Car les passions de l’âme diffèrent en raison de leurs objets. Or, l’objet de
la joie est le même que celui de la délectation, puisque c’est la possession du
bien. Donc la joie est absolument la même chose que la délectation.
Réponse
à l’objection N°1 : L’objet de l’appétit animal étant le bien perçu, la
perception diffère en quelque sorte selon que l’objet diffère lui-même. C’est
ainsi que les délectations animales qu’on appelle joies se distinguent des
délectations sensibles ou matérielles qui reçoivent seulement le nom de
délectations. Au reste nous avons dit la même chose des concupiscences (quest. préc.,
art. 3, réponse N°2).
Objection
N°2. Un seul et même mouvement ne peut avoir deux termes. Or, c’est un seul et
même mouvement qui a pour termes la joie et la délectation, puisque c’est la
concupiscence. Donc la délectation et la joie sont absolument une seule et même
chose.
Réponse
à l’objection N°2 : Il y a une différence semblable entre les concupiscences,
de telle sorte que la délectation répond à la concupiscence et la joie au désir
qui semble appartenir davantage à la concupiscence animale.

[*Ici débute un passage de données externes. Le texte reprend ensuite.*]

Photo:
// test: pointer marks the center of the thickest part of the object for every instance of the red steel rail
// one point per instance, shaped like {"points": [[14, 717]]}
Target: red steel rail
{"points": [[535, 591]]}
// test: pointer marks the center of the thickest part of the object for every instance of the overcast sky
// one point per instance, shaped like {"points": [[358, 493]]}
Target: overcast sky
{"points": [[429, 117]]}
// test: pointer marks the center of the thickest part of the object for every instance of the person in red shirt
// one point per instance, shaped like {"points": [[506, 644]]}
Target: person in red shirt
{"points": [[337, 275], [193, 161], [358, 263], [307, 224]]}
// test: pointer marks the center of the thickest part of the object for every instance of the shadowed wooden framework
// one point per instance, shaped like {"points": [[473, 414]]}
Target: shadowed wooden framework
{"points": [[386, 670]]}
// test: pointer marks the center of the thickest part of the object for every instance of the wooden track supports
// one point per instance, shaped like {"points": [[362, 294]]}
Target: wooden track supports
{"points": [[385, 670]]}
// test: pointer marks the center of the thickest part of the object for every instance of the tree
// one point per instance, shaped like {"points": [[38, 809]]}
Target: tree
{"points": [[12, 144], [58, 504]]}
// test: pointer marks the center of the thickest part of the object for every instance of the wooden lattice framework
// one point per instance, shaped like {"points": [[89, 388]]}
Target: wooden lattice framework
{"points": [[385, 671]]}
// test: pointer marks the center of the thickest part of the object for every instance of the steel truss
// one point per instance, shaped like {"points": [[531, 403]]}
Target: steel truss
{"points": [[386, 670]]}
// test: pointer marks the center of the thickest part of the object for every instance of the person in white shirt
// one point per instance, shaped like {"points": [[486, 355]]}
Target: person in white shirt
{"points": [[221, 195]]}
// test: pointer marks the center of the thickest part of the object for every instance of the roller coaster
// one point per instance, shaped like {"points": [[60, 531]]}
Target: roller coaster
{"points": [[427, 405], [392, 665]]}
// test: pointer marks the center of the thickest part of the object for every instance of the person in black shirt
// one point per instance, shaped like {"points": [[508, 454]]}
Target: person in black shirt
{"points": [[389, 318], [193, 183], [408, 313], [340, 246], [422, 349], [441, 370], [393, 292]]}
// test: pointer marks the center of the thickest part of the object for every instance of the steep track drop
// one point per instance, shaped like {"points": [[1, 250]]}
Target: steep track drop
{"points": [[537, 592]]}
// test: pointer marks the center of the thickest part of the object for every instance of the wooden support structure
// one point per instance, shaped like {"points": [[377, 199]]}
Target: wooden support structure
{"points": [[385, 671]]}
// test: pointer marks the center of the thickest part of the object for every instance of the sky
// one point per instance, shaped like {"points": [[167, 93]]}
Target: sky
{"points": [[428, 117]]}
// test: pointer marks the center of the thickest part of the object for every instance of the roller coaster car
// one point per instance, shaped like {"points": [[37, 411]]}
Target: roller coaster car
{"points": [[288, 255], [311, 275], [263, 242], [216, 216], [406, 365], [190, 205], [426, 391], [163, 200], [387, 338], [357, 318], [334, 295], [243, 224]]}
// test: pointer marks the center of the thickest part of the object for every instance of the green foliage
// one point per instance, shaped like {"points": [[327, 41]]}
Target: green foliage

C’est ainsi que la
différence qu’il y a entre le repos résulte de la différence qu’il y a entre le
mouvement.
Objection
N°3. Si la joie (gaudium)
diffère de la délectation il semble que pour la même raison la réjouissance (lætitia),
l’allégresse (exultatio)
et la jubilation (jucunditas),
doivent exprimer d’autres sentiments que la délectation et répondre par
conséquent à autant de passions différentes ; ce qui paraît faux. Donc la joie
ne diffère pas de la délectation.
Réponse
à l’objection N°3 : Les autres expressions qui se rapportent à la délectation
ont été créées pour signifier ses divers effets. Ainsi la réjouissance (lætitia) indique
la dilatation du cœur, comme si l’on disait : lætitia ; l’allégresse (exultatio)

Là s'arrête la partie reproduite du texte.